O diretor se interessa mesmo pela figura messiânica de Paul e suas ascensão. A forma como filma Timothée Chalamet e Rebecca Ferguson parece sempre mais inspirada e devota. A mãe Jessica se torna visualmente outra pessoa, mais sábia, influente e imponente para acompanhar sua mudança de status dentro da nova configuração do povo de Duna, enquanto aderimos a transformação de Atreides em Muad’Dib, o trabalho de campo para espalhar a profecia, a sua concretização e a materialização do mito. Todos que são tocados por essas ideias no filme ganham vida. Stilgar emocionado a cada mínima ação de Paul, repetindo como um mantra de que é ele, ganha contornos cômicos inclusive.
E toda caracterização dos Fremen é um dos pontos altos do filme.
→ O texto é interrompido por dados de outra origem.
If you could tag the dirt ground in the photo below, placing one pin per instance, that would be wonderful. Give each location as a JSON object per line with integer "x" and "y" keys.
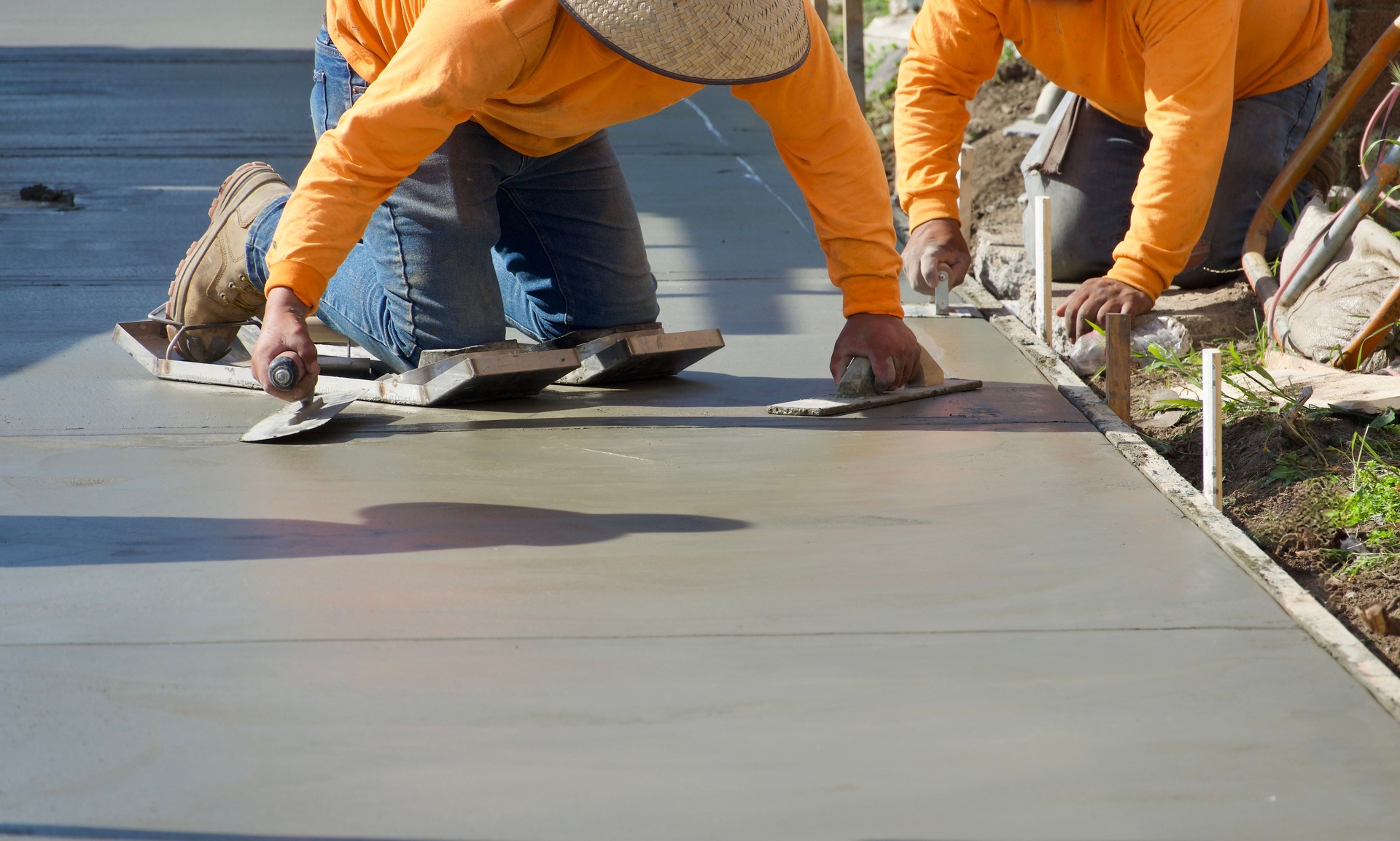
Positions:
{"x": 1281, "y": 490}
{"x": 1284, "y": 492}
{"x": 996, "y": 158}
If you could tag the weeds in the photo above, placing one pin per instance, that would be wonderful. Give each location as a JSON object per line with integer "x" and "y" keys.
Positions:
{"x": 1369, "y": 515}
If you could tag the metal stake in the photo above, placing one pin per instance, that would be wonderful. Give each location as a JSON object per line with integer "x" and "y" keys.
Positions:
{"x": 853, "y": 39}
{"x": 1211, "y": 462}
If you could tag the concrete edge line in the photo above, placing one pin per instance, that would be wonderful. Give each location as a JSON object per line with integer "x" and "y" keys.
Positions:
{"x": 1296, "y": 602}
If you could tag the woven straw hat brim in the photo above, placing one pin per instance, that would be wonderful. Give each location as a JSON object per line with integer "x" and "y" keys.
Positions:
{"x": 701, "y": 41}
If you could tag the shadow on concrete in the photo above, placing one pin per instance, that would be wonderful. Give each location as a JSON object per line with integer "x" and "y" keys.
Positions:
{"x": 34, "y": 830}
{"x": 383, "y": 530}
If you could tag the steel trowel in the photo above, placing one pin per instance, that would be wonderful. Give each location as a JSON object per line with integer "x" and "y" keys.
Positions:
{"x": 298, "y": 417}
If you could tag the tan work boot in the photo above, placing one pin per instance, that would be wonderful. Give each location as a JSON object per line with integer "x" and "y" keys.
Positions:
{"x": 211, "y": 284}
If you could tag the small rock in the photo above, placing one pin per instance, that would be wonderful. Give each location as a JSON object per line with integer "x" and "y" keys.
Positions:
{"x": 45, "y": 193}
{"x": 1162, "y": 420}
{"x": 1001, "y": 265}
{"x": 1161, "y": 396}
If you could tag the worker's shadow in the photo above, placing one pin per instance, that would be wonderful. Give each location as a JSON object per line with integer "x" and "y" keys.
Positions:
{"x": 381, "y": 530}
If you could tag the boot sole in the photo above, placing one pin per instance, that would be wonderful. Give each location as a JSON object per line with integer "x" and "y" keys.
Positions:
{"x": 220, "y": 212}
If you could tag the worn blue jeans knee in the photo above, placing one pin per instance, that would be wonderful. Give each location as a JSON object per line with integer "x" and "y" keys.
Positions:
{"x": 478, "y": 239}
{"x": 1092, "y": 193}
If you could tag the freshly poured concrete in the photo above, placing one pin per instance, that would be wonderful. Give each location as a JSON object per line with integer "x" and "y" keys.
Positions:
{"x": 651, "y": 612}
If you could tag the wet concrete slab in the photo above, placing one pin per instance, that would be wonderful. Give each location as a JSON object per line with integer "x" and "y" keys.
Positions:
{"x": 651, "y": 612}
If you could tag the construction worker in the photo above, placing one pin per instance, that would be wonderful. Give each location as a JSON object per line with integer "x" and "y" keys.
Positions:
{"x": 1185, "y": 114}
{"x": 462, "y": 178}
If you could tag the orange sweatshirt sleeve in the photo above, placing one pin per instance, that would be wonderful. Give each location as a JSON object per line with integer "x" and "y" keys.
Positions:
{"x": 952, "y": 50}
{"x": 1189, "y": 87}
{"x": 456, "y": 55}
{"x": 828, "y": 147}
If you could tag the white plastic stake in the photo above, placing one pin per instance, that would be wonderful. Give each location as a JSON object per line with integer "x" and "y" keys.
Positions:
{"x": 1211, "y": 462}
{"x": 1045, "y": 303}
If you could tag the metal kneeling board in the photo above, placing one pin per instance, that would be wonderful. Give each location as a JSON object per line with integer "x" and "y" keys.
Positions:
{"x": 640, "y": 354}
{"x": 491, "y": 373}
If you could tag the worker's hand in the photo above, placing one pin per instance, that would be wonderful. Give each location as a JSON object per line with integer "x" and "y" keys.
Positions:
{"x": 885, "y": 342}
{"x": 1098, "y": 297}
{"x": 284, "y": 328}
{"x": 933, "y": 244}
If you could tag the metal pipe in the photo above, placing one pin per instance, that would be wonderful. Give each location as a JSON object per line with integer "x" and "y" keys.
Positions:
{"x": 1371, "y": 193}
{"x": 1256, "y": 268}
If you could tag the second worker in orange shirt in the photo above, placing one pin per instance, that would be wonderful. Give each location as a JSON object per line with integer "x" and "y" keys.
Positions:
{"x": 464, "y": 181}
{"x": 1185, "y": 111}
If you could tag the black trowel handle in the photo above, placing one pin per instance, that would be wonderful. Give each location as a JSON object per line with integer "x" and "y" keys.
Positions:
{"x": 284, "y": 373}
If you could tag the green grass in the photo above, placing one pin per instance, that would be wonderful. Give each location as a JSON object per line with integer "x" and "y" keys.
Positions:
{"x": 1372, "y": 508}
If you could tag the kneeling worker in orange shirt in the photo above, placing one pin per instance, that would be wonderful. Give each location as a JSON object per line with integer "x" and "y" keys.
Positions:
{"x": 464, "y": 181}
{"x": 1185, "y": 114}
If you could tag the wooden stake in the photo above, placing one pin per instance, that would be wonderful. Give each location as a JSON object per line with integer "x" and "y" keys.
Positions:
{"x": 853, "y": 39}
{"x": 1045, "y": 303}
{"x": 1211, "y": 462}
{"x": 1119, "y": 385}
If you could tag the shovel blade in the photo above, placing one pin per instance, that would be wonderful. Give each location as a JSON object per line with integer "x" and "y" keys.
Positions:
{"x": 295, "y": 419}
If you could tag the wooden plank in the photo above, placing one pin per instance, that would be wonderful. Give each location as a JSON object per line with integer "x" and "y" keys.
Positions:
{"x": 1119, "y": 377}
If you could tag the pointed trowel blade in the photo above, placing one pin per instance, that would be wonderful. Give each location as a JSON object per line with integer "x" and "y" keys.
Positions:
{"x": 300, "y": 417}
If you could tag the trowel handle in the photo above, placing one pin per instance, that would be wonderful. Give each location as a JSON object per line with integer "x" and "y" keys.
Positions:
{"x": 284, "y": 373}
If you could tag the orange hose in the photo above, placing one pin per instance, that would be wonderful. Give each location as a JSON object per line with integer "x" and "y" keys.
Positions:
{"x": 1256, "y": 268}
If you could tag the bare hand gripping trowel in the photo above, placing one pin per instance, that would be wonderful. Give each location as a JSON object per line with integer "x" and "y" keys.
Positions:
{"x": 856, "y": 391}
{"x": 293, "y": 419}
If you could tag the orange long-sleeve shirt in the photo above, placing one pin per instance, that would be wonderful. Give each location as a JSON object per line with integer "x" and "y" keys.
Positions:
{"x": 540, "y": 83}
{"x": 1175, "y": 66}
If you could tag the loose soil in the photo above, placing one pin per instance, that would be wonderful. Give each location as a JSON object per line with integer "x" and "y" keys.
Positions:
{"x": 1281, "y": 492}
{"x": 995, "y": 163}
{"x": 1278, "y": 489}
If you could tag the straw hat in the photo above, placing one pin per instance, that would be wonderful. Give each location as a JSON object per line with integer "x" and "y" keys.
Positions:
{"x": 701, "y": 41}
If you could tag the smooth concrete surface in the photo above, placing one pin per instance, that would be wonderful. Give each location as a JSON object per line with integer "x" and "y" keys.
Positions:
{"x": 648, "y": 612}
{"x": 222, "y": 24}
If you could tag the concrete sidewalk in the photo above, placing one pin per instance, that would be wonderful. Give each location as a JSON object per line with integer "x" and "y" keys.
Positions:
{"x": 651, "y": 612}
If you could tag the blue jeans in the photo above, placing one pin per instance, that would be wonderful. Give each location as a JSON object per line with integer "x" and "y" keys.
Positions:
{"x": 476, "y": 239}
{"x": 1092, "y": 193}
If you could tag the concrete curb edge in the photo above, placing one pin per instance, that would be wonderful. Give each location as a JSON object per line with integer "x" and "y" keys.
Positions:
{"x": 1315, "y": 619}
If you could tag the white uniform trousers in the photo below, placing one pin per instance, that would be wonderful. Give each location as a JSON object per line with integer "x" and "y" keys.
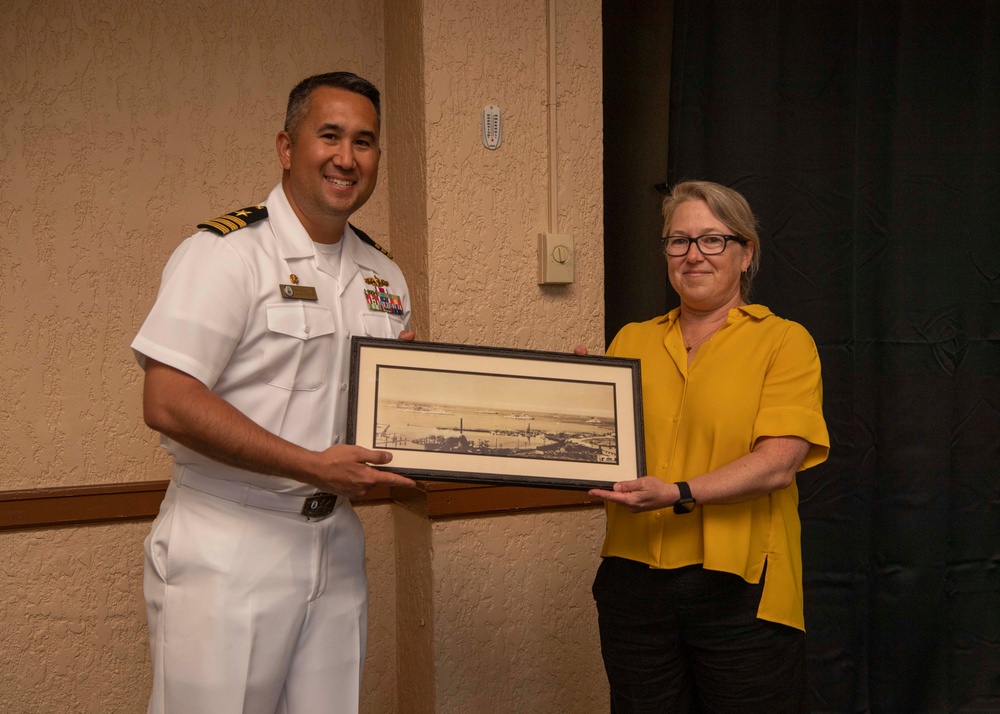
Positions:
{"x": 253, "y": 611}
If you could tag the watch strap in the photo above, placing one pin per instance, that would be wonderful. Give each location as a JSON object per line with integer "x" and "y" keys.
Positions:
{"x": 685, "y": 504}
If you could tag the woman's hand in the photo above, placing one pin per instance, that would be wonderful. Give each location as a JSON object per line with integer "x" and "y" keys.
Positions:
{"x": 642, "y": 494}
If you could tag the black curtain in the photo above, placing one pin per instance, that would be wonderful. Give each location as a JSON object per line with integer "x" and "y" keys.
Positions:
{"x": 866, "y": 135}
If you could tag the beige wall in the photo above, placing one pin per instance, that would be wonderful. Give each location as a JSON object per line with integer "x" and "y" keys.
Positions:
{"x": 123, "y": 125}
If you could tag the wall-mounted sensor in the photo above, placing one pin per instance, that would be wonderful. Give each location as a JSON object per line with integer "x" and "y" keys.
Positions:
{"x": 492, "y": 127}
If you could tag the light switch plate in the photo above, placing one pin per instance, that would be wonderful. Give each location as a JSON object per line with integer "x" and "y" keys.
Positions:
{"x": 555, "y": 258}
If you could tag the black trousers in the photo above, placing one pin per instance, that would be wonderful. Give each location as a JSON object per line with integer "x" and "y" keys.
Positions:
{"x": 688, "y": 640}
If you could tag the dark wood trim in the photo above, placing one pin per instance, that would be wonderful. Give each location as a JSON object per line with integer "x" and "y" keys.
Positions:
{"x": 140, "y": 500}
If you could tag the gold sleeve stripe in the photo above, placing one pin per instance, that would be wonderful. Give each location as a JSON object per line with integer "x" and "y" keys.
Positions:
{"x": 233, "y": 221}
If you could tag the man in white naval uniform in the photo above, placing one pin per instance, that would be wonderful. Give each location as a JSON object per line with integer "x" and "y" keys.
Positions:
{"x": 255, "y": 583}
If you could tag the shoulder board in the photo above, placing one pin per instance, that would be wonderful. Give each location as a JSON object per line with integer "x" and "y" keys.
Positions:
{"x": 368, "y": 239}
{"x": 235, "y": 220}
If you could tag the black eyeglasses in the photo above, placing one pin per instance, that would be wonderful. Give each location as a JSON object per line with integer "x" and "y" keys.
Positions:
{"x": 712, "y": 244}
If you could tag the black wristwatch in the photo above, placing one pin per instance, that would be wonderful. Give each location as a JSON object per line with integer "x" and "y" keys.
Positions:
{"x": 684, "y": 504}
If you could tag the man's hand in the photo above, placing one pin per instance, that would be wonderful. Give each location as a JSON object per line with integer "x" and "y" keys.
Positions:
{"x": 642, "y": 494}
{"x": 182, "y": 408}
{"x": 349, "y": 470}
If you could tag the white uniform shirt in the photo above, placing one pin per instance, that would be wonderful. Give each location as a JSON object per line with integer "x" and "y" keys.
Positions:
{"x": 220, "y": 317}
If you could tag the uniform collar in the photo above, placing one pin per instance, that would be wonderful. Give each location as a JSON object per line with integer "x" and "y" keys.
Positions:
{"x": 291, "y": 236}
{"x": 294, "y": 242}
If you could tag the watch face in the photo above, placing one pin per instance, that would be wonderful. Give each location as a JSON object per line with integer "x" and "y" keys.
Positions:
{"x": 685, "y": 505}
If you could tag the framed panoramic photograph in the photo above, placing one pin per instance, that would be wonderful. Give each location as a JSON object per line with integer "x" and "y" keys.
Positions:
{"x": 496, "y": 415}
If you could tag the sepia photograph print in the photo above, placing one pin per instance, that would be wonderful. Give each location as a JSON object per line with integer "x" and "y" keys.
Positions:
{"x": 458, "y": 413}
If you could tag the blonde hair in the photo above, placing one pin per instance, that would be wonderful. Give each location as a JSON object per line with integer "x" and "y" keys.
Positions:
{"x": 729, "y": 207}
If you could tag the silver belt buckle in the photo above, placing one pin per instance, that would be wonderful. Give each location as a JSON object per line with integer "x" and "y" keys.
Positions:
{"x": 319, "y": 505}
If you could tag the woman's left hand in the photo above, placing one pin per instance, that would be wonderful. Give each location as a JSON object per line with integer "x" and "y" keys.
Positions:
{"x": 642, "y": 494}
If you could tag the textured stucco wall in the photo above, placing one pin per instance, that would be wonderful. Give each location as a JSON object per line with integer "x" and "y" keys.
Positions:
{"x": 514, "y": 622}
{"x": 121, "y": 126}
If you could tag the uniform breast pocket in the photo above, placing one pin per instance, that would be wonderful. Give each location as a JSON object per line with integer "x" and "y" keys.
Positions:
{"x": 298, "y": 347}
{"x": 381, "y": 324}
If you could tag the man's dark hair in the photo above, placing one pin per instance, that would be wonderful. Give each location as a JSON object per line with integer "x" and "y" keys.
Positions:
{"x": 298, "y": 98}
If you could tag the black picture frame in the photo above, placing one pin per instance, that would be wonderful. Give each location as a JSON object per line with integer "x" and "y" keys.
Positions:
{"x": 495, "y": 415}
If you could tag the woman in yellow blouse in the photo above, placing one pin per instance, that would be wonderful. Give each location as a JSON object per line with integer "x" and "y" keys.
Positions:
{"x": 699, "y": 594}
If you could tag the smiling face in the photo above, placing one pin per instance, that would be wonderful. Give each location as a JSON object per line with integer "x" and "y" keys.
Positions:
{"x": 705, "y": 282}
{"x": 331, "y": 163}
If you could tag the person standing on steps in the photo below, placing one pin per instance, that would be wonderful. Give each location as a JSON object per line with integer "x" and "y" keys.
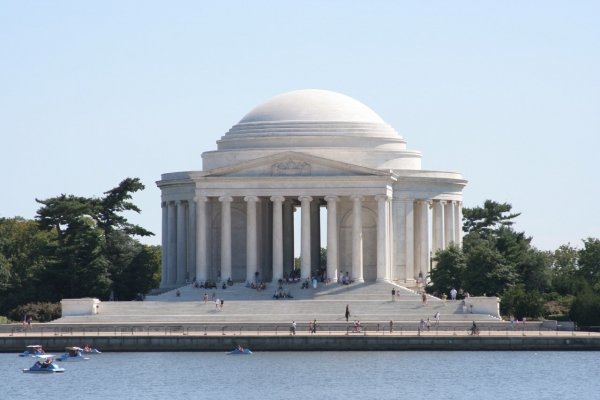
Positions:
{"x": 453, "y": 294}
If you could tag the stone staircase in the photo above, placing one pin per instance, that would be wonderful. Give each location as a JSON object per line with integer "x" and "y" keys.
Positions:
{"x": 368, "y": 302}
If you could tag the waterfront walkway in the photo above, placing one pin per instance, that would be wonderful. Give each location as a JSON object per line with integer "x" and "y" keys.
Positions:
{"x": 175, "y": 322}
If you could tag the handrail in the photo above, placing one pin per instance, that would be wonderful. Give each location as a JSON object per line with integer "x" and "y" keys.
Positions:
{"x": 331, "y": 329}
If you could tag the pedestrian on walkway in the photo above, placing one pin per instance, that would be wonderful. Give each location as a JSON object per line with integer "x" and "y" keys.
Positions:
{"x": 347, "y": 313}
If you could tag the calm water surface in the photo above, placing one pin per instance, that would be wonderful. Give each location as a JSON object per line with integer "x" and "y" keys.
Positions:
{"x": 312, "y": 375}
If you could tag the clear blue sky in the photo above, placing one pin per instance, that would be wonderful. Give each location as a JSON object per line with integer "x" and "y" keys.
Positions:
{"x": 507, "y": 93}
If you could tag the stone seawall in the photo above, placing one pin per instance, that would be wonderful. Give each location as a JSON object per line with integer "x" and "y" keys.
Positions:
{"x": 307, "y": 343}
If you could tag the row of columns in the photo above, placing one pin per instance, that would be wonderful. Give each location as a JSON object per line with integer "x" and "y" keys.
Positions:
{"x": 446, "y": 229}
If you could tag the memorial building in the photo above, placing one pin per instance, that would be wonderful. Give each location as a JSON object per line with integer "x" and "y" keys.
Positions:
{"x": 302, "y": 151}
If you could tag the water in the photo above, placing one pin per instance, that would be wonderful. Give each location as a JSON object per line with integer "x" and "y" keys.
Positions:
{"x": 312, "y": 375}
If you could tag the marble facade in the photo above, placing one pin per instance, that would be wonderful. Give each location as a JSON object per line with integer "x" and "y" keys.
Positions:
{"x": 299, "y": 152}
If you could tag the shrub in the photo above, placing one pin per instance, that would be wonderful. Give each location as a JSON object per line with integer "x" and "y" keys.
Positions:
{"x": 39, "y": 312}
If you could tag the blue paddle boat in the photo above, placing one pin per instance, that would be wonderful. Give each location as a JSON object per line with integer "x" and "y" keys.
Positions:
{"x": 44, "y": 365}
{"x": 88, "y": 349}
{"x": 73, "y": 354}
{"x": 239, "y": 351}
{"x": 32, "y": 350}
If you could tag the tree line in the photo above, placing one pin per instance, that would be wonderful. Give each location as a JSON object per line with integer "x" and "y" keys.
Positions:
{"x": 497, "y": 260}
{"x": 85, "y": 247}
{"x": 75, "y": 247}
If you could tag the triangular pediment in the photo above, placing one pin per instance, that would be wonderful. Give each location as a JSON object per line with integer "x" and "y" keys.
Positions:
{"x": 292, "y": 163}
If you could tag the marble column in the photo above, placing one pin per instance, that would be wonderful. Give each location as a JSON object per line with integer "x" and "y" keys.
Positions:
{"x": 437, "y": 235}
{"x": 172, "y": 248}
{"x": 277, "y": 237}
{"x": 424, "y": 238}
{"x": 165, "y": 244}
{"x": 332, "y": 238}
{"x": 251, "y": 239}
{"x": 225, "y": 236}
{"x": 449, "y": 223}
{"x": 315, "y": 234}
{"x": 382, "y": 238}
{"x": 357, "y": 251}
{"x": 191, "y": 240}
{"x": 305, "y": 237}
{"x": 181, "y": 242}
{"x": 458, "y": 223}
{"x": 399, "y": 240}
{"x": 288, "y": 237}
{"x": 409, "y": 207}
{"x": 201, "y": 237}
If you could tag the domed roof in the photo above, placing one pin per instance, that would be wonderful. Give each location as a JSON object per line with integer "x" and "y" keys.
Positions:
{"x": 312, "y": 105}
{"x": 317, "y": 122}
{"x": 312, "y": 113}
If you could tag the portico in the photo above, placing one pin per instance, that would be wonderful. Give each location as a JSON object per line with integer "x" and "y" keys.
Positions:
{"x": 299, "y": 152}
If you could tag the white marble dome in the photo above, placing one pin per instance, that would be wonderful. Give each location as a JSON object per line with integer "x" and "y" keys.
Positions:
{"x": 312, "y": 105}
{"x": 317, "y": 122}
{"x": 313, "y": 113}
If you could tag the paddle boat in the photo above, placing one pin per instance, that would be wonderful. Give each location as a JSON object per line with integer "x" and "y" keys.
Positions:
{"x": 88, "y": 349}
{"x": 73, "y": 354}
{"x": 239, "y": 351}
{"x": 32, "y": 350}
{"x": 45, "y": 365}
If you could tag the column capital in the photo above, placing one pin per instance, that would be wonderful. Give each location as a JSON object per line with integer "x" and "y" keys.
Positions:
{"x": 382, "y": 197}
{"x": 279, "y": 199}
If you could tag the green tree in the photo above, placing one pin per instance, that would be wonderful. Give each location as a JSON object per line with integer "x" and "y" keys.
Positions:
{"x": 584, "y": 309}
{"x": 490, "y": 217}
{"x": 488, "y": 272}
{"x": 449, "y": 271}
{"x": 94, "y": 250}
{"x": 589, "y": 262}
{"x": 534, "y": 270}
{"x": 23, "y": 257}
{"x": 520, "y": 303}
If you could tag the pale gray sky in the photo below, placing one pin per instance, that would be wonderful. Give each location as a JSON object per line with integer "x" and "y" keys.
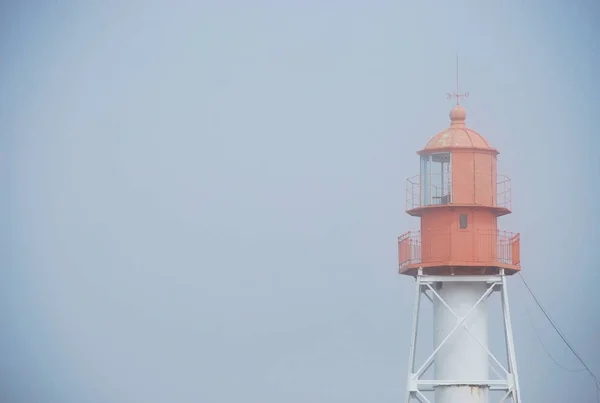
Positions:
{"x": 202, "y": 198}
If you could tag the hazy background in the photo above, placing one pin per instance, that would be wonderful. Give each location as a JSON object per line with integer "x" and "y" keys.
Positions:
{"x": 201, "y": 199}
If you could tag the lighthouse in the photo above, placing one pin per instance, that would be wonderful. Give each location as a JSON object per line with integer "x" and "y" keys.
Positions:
{"x": 459, "y": 258}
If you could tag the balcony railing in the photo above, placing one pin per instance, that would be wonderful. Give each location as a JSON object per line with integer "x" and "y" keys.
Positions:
{"x": 480, "y": 247}
{"x": 438, "y": 189}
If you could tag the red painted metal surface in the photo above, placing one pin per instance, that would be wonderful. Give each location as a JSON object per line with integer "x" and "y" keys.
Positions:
{"x": 498, "y": 194}
{"x": 490, "y": 249}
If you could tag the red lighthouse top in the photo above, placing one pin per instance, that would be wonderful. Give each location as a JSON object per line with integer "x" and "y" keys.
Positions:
{"x": 458, "y": 197}
{"x": 457, "y": 135}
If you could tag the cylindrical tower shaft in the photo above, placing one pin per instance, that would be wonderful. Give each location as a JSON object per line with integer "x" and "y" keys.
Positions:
{"x": 463, "y": 356}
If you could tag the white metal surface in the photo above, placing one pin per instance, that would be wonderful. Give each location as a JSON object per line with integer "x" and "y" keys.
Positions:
{"x": 464, "y": 356}
{"x": 461, "y": 355}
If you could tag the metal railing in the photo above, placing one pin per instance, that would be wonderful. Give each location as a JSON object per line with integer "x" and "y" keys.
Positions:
{"x": 485, "y": 247}
{"x": 438, "y": 189}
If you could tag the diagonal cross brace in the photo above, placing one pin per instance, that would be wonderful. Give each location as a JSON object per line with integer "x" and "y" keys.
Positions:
{"x": 470, "y": 331}
{"x": 462, "y": 320}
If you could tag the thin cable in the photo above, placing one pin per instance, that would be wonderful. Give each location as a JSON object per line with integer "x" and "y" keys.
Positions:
{"x": 562, "y": 336}
{"x": 535, "y": 332}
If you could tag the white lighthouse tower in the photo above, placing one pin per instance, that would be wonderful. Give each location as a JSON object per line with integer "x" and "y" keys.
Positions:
{"x": 458, "y": 259}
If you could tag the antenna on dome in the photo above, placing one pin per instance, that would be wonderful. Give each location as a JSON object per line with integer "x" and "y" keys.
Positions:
{"x": 457, "y": 94}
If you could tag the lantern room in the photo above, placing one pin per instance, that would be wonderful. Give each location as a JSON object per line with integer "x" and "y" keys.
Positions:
{"x": 458, "y": 167}
{"x": 458, "y": 196}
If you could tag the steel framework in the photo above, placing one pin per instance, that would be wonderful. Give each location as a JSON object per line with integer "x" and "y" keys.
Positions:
{"x": 508, "y": 382}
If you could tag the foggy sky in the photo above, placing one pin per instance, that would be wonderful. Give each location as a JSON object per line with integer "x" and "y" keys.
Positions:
{"x": 201, "y": 199}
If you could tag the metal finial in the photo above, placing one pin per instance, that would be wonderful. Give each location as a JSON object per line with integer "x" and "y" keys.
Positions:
{"x": 457, "y": 94}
Bebendo da fonte do islã e com várias referências árabes, das vestes ao vocabulário, essa busca pela simbologia do deserto e a ambientação conferem um aspecto místico que é potencializado pela supracitada grande equipe que acompanha Villeneuve. O trabalho de Greig Fraser, o fotógrafo, e Hans Zimmer, o músico, por vezes preenchem lacunas que a abordagem cínica de Villeneuve deixa.
Por mais que alguns momentos do filme sejam “muita mídia e pouco futebol”, o saldo de Duna: Parte Dois é positivo quando Denis Villeneuve se direciona para o caminho que lhe parece mais palatável: da criação imagética de um messias; Paul como ícone da revolução e a semente do vindouro império. Aliado a uma equipe técnica com grande capacidade de proposição estética e que entende bem o formato IMAX, Villeneuve aposta na capacidade de todos ao seu redor para construir uma experiência sensorial de grande escopo que invariavelmente se tornará um marco na cultura pop.